How to deal with planned (and unexpected) site down time

31 Jan

What happens if Google indexes your website when it is down for maintenance?
I recently conducted a SEO audit on a site and noticed that an error page had been indexed in place of the home page. I found this while logging into Google Webmaster Tools when I noticed the wrong page in preview within dashboards. They had under gone essential maintenance over the previous weekend and the site was down for approximately 20 minutes.

Digging into the problem, I checked Google’s cache of the home page. A maintenance page had been indexed; this meant that one of the most powerful pages on the website was not visible for organic search from the largest source of traffic for the website. To check it for your self, type cache: and the website address along with the page you are looking at into the Google search bar i.e. (

Rectifying the problem (Quick fix)

In Google Webmaster Tools, you can call a Googlebot back to the site to re-index a page. Click Diagnostic, Fetch Googlebot, and enter the url that you want to check what Google is seeing on the url that you are investigating. Wait just a few seconds (normally), and you’ll notice the page is picked up by a Googlebot. You can verify that Google has indexed the correct page. You have the option on add the page to the Google Index (Click Submit to Index). Then wait for the page to re-appear in the Google search results. Keep checking the cache of the page until the page you want to see appears.

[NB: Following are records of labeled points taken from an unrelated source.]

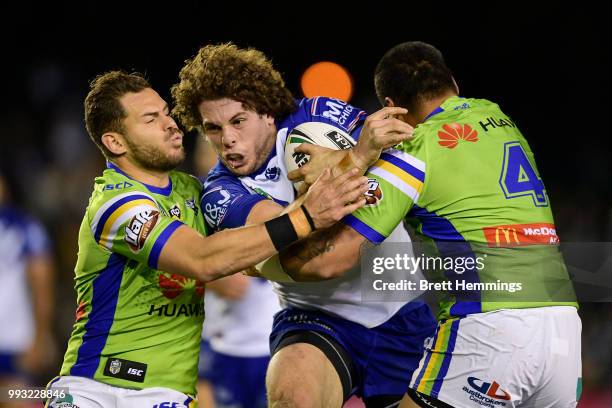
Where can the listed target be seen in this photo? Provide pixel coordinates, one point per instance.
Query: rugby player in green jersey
(468, 183)
(143, 256)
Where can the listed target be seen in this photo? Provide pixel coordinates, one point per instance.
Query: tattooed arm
(324, 255)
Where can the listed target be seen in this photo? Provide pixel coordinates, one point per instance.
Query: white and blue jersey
(21, 238)
(228, 199)
(384, 339)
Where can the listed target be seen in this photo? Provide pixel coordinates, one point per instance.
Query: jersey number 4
(518, 177)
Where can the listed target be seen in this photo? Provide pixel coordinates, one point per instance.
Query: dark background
(548, 66)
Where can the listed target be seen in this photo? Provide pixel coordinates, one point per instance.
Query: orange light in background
(327, 79)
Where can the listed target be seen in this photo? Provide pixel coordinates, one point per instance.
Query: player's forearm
(324, 255)
(208, 258)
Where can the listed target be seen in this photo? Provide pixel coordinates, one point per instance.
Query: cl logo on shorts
(489, 389)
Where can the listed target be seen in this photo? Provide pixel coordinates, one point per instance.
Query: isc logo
(135, 371)
(167, 404)
(118, 186)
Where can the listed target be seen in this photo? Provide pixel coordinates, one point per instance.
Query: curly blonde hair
(226, 71)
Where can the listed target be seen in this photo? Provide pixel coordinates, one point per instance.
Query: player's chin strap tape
(288, 228)
(334, 352)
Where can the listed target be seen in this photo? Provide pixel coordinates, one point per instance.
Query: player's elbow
(203, 270)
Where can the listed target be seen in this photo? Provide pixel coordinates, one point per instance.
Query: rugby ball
(319, 133)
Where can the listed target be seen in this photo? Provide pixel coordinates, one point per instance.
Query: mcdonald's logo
(521, 234)
(508, 235)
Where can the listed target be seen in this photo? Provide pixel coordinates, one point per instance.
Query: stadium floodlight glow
(327, 78)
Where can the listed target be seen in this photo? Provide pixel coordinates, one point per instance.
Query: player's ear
(114, 142)
(269, 120)
(456, 86)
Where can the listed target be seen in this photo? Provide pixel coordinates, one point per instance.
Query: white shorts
(86, 393)
(505, 358)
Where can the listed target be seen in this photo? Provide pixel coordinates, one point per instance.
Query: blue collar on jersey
(434, 112)
(165, 191)
(439, 109)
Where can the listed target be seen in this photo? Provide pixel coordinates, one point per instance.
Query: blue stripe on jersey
(371, 234)
(448, 355)
(407, 167)
(110, 210)
(103, 304)
(160, 242)
(165, 191)
(450, 243)
(417, 382)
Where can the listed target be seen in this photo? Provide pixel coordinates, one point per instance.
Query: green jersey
(468, 180)
(136, 326)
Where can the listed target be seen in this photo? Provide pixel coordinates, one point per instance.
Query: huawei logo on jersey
(174, 285)
(452, 133)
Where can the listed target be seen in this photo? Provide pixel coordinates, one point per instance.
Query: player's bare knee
(295, 397)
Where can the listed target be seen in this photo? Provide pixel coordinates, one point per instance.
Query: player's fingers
(325, 176)
(355, 194)
(343, 178)
(310, 149)
(387, 112)
(296, 175)
(347, 209)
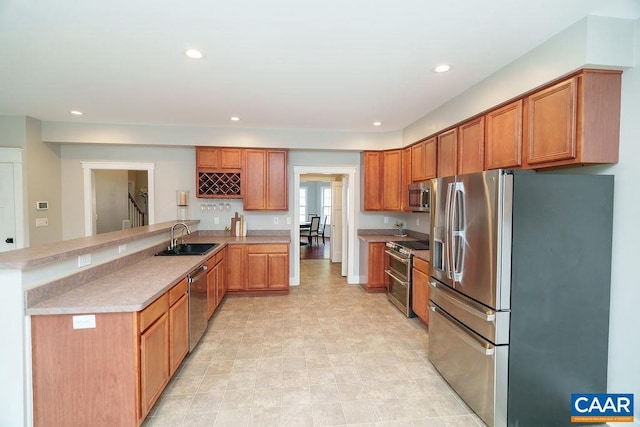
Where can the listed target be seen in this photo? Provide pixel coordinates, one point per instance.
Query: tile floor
(326, 354)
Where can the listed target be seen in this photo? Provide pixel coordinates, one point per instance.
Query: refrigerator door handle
(464, 335)
(458, 235)
(448, 232)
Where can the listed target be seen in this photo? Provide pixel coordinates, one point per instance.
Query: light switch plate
(84, 321)
(84, 260)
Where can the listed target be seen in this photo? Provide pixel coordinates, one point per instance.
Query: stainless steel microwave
(420, 196)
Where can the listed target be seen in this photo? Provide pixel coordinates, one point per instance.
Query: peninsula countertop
(138, 285)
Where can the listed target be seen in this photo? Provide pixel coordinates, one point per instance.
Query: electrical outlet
(84, 260)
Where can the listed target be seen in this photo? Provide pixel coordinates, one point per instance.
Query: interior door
(336, 222)
(7, 209)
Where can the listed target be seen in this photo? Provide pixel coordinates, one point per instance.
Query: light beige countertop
(134, 287)
(51, 252)
(425, 255)
(382, 238)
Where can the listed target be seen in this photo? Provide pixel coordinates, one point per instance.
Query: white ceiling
(334, 64)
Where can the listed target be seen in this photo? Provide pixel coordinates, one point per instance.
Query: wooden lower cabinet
(216, 281)
(178, 325)
(376, 277)
(258, 268)
(420, 289)
(154, 363)
(113, 373)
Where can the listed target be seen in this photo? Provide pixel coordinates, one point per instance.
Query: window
(303, 204)
(326, 203)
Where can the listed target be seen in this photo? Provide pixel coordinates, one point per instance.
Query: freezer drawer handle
(488, 317)
(396, 278)
(464, 336)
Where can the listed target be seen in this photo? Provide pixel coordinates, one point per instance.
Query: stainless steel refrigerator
(519, 295)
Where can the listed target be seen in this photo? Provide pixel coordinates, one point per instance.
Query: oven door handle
(396, 278)
(397, 257)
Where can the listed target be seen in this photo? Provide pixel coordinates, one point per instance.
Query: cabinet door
(230, 158)
(276, 180)
(420, 294)
(447, 153)
(377, 277)
(179, 332)
(417, 162)
(430, 159)
(221, 283)
(212, 287)
(278, 271)
(406, 178)
(471, 146)
(257, 271)
(207, 157)
(372, 181)
(551, 123)
(154, 363)
(254, 175)
(392, 180)
(503, 138)
(235, 267)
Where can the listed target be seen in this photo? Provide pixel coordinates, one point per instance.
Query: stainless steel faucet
(174, 241)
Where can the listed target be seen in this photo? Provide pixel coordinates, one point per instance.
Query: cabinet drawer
(177, 291)
(420, 264)
(153, 312)
(267, 248)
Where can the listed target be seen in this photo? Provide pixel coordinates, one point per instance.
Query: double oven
(399, 278)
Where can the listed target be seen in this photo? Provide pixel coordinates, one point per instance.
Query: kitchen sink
(188, 249)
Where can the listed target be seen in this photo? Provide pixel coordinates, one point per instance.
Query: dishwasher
(197, 281)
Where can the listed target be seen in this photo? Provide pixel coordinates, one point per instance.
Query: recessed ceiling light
(194, 54)
(443, 68)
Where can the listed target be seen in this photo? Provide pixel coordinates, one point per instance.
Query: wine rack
(219, 184)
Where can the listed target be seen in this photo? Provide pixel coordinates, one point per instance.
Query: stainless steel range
(400, 262)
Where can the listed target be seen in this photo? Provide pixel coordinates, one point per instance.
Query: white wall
(600, 42)
(43, 184)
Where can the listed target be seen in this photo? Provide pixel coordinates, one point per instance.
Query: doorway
(347, 218)
(90, 199)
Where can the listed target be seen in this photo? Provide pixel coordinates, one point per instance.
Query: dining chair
(322, 229)
(312, 231)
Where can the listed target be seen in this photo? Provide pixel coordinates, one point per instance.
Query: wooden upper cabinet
(265, 180)
(447, 153)
(471, 146)
(573, 122)
(503, 137)
(406, 178)
(423, 160)
(372, 181)
(392, 180)
(218, 158)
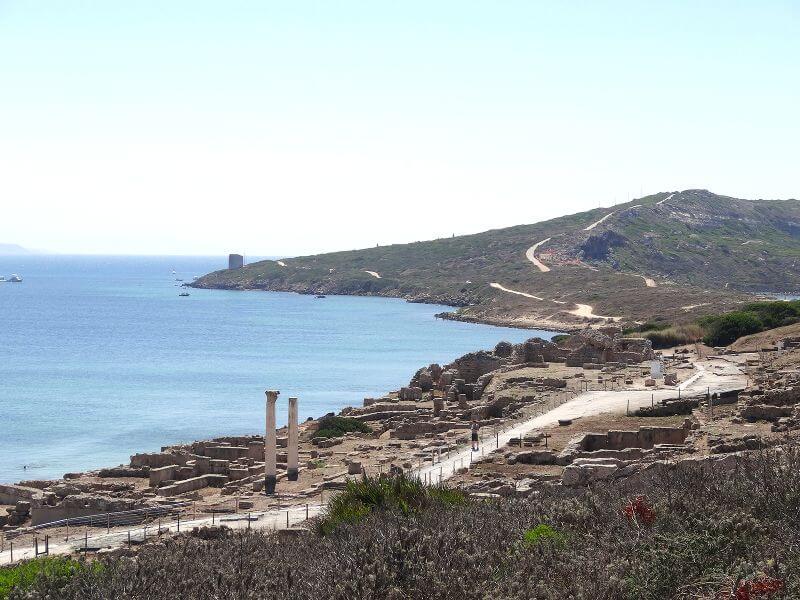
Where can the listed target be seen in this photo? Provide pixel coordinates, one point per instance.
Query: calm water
(100, 358)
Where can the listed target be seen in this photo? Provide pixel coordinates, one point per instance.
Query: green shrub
(679, 335)
(543, 534)
(338, 426)
(398, 493)
(24, 575)
(729, 327)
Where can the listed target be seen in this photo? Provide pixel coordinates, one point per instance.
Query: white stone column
(291, 454)
(270, 444)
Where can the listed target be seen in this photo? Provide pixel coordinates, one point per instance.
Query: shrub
(392, 493)
(674, 336)
(338, 426)
(543, 534)
(23, 576)
(717, 533)
(729, 327)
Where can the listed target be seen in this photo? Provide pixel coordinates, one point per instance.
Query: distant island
(668, 257)
(14, 250)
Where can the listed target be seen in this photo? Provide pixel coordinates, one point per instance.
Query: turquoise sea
(100, 358)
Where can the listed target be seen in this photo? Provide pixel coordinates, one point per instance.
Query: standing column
(270, 444)
(291, 455)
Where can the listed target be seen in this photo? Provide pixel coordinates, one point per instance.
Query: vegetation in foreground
(56, 570)
(724, 328)
(399, 493)
(690, 534)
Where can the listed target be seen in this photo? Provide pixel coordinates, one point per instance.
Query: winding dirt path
(530, 254)
(497, 286)
(587, 311)
(647, 281)
(660, 202)
(596, 223)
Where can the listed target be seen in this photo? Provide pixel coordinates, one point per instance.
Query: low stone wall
(159, 459)
(645, 437)
(162, 474)
(190, 485)
(11, 494)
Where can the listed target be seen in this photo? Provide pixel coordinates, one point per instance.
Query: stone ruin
(461, 385)
(775, 397)
(42, 501)
(467, 374)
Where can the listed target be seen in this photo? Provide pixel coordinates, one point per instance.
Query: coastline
(531, 322)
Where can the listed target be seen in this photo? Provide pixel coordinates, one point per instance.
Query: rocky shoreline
(562, 414)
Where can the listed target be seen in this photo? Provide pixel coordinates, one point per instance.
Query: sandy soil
(660, 202)
(596, 223)
(497, 286)
(530, 254)
(586, 311)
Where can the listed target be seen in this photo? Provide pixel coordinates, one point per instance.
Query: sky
(288, 128)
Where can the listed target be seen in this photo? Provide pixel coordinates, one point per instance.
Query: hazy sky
(279, 128)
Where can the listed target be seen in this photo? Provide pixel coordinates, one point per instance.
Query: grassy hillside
(672, 256)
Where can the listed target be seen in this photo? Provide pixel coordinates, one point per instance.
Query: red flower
(763, 586)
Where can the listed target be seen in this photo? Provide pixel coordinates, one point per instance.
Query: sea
(100, 357)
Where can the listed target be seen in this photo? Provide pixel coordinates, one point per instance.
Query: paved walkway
(714, 375)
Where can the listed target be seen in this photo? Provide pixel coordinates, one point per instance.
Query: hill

503 Service unavailable (Long-term fix)

To prevent Google from indexing your site while it’s down for maintenance, you need to change your maintenance page to include a 503 server response. A 503 error means Service unavailable. When Google see a 503 server response it will read it as a de-facto “Come back later” response.

We also looked at setting up a ‘307 Temporary Redirect’, but after a lot of investigation agreed that a 503 Service unavailable was a better solution. After a bit of investigating, we were concerned that creating a 307 response could lead to a Googlebot indexed the error message, and then also continue to crawl the original URL when the website was back up. This would not take us any further forward than the original problem, a ranking hiccough.

Re-try after

Setting up a 503 Service unavailable response you can also include re-try after header indicating then you expect the site to be back after the maintenance. This is a best practice way of explaining that your site is down for maintenance, and you can still explain the error for visitors in that period. Under most instances, Googlebot will not index your error page, and will come back looking for updates some time after the date specified in the ‘Return-After’ header indicated.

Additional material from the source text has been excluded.